Me hice publicador en 1982, y en ese mismo año me bauticé. En 1984 me casé con Eva, que también es sorda. Aunque aún no entendíamos algunas verdades profundas de la Biblia, sabíamos que era la organización de Jehová por el amor que veíamos entre los hermanos, y nos encantaba estar con ellos (Juan 13:35).

En 1992 se hicieron planes para enseñar lenguaje de señas americano a algunos hermanos. Y estos publicadores  empezaron a buscar personas sordas para llevarles las buenas nuevas. Más tarde, en 1994, la predicación en lenguaje de señas cobró fuerza cuando se invitó a una pareja de Puerto Rico a la sucursal para enseñar el idioma a 25 hermanos.

Ese mismo año, Eva y yo comenzamos a asistir a las reuniones del grupo que se formó en lenguaje de señas. Y por fin pudimos entender bien algunas enseñanzas de la Biblia, como el desafío que Satanás lanzó a la soberanía de Jehová y el papel que tiene el Reino mesiánico en el propósito de Dios.

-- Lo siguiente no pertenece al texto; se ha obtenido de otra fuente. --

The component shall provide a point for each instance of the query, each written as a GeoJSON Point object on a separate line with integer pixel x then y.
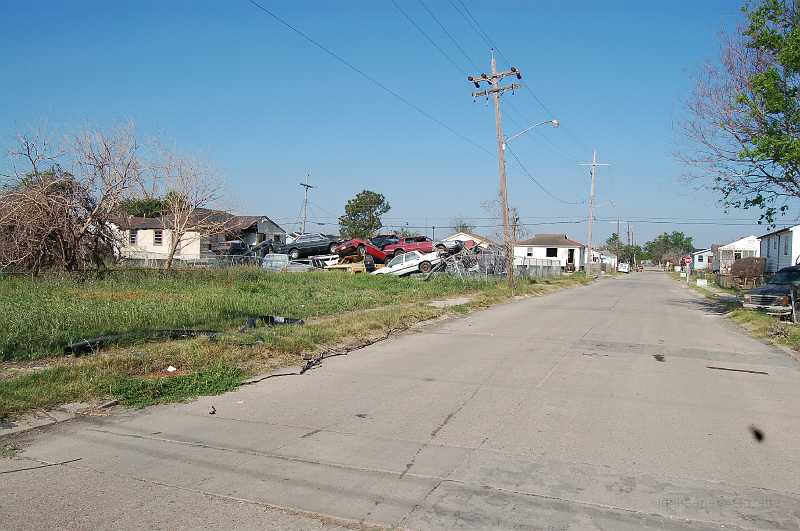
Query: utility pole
{"type": "Point", "coordinates": [496, 90]}
{"type": "Point", "coordinates": [594, 164]}
{"type": "Point", "coordinates": [306, 186]}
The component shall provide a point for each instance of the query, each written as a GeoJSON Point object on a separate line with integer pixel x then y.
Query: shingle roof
{"type": "Point", "coordinates": [549, 240]}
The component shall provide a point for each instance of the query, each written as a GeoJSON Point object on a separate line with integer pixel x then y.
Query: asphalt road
{"type": "Point", "coordinates": [592, 408]}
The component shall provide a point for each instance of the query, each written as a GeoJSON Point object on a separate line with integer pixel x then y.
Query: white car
{"type": "Point", "coordinates": [410, 262]}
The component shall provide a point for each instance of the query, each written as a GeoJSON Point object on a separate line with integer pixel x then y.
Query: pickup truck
{"type": "Point", "coordinates": [775, 296]}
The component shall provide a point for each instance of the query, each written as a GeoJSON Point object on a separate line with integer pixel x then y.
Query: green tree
{"type": "Point", "coordinates": [461, 225]}
{"type": "Point", "coordinates": [744, 114]}
{"type": "Point", "coordinates": [362, 215]}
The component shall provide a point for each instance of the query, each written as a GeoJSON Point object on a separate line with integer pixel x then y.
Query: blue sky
{"type": "Point", "coordinates": [223, 80]}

El 1 de diciembre de 1995 se formaron congregaciones en lenguaje de señas americano en Santo Domingo y Santiago. Para agosto de 2014, había 26 congregaciones y 18 grupos.

Eva y yo les enseñamos a nuestros tres hijos lenguaje de señas como su lengua materna. En la actualidad, nuestro hijo mayor, Éber, colabora con la traducción al lenguaje de señas en la sucursal de Estados Unidos. Yo soy siervo ministerial en la congregación y Eva es precursora regular.